This time it was The Riddle Of The Compass, by Amir D. Aczel.
Have you ever read a popular history book where the author takes a simple object or idea, and weaves a thread through the course of civilization, drawing remarkable connections and weaving a web of thought, people, incidents and coincidence that leaves you marveling at human ingenuity and accomplishment, and awed by the vast scope of the author’s erudition and synthesis of vision?
Maybe it was something like Longitude, by Dava Sobel, or Cod, by Mark Kurlansky, you’re thinking of. It was definitely not this book.
I should have put this one down by page four, when he unnecessarily described his drive to the library where he did his research. “As soon as I left Salerno and drove west along the coast toward Amalfi, the road became extremely curvy. I had to downshift, but the Alfa Romeo 156 was made for such treacherous driving…”
This was a big clue that Dr. Aczel had gotten a nice little advance from Harcourt Inc. to take a nice little sabbatical and write a nice little book that might ride the wake behind Ms. Sobel’s success.
One problem is that the history of the compass was mostly anonymous. He was going to Amalfi, because they claim to be the birthplace of the compass. But the “inventor” turns out to have been a mostly fictional composite born of the misreading of a typo in a rehash of an old history, written for a Chamber of Commerce centennial event. We then hear a vague account of the development of trade in the Mediterranean, and how it was transformed when the compass arrived obscurely around 1300. Digging further back, he found the Chinese had been using a compass-like device for ritual purposes for centuries before, but the Portuguese missionaries in the 1600’s burned all the records. That was a shame, but at least it kept this book from being too long.

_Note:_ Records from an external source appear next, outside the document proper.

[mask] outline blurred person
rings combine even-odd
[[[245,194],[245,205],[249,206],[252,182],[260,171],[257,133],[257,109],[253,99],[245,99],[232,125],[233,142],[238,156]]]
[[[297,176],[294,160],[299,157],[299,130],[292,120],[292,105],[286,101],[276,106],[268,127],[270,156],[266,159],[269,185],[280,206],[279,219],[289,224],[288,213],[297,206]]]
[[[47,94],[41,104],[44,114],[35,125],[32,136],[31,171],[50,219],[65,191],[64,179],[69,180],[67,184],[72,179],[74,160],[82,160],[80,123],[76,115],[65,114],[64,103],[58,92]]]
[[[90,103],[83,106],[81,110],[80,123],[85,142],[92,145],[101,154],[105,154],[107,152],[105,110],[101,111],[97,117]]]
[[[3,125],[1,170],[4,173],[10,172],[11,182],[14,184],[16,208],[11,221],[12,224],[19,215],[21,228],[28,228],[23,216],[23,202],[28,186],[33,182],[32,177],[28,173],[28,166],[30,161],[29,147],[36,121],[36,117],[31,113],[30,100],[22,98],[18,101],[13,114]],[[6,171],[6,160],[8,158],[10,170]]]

He ties these tenuous fibers together with a chapter on Marco Polo, who learned to navigate from Chinese mariners. Unfortunately, the compass was never mentioned in his Travels, presumably because by that time, it was so commonplace, he took it for granted.
This is all told in a "Tell ‘em what you’re gonna tell ‘em/Tell ‘em/Tell what you told ‘em” style that would be admirable in a high school term paper, but is embarrassing and repetitive in a book for grown ups. Toward the end of the book, he even resorts to the phrase “The list goes on and on,” as he hurries to wrap up his manuscript before he has to get back to Boston to dust off his notes for the Fall semester.
You may have noticed, I’m feeling very smug, and a little mean. It's not as though I could write a better book, or ever intend to. I’m just pleased that for once in my wishy-washy life, I didn’t like something, and I can put my finger on why. I take that as proof, however unconvincing to the rest of you, that my critical faculties haven’t completely left me, ...yet.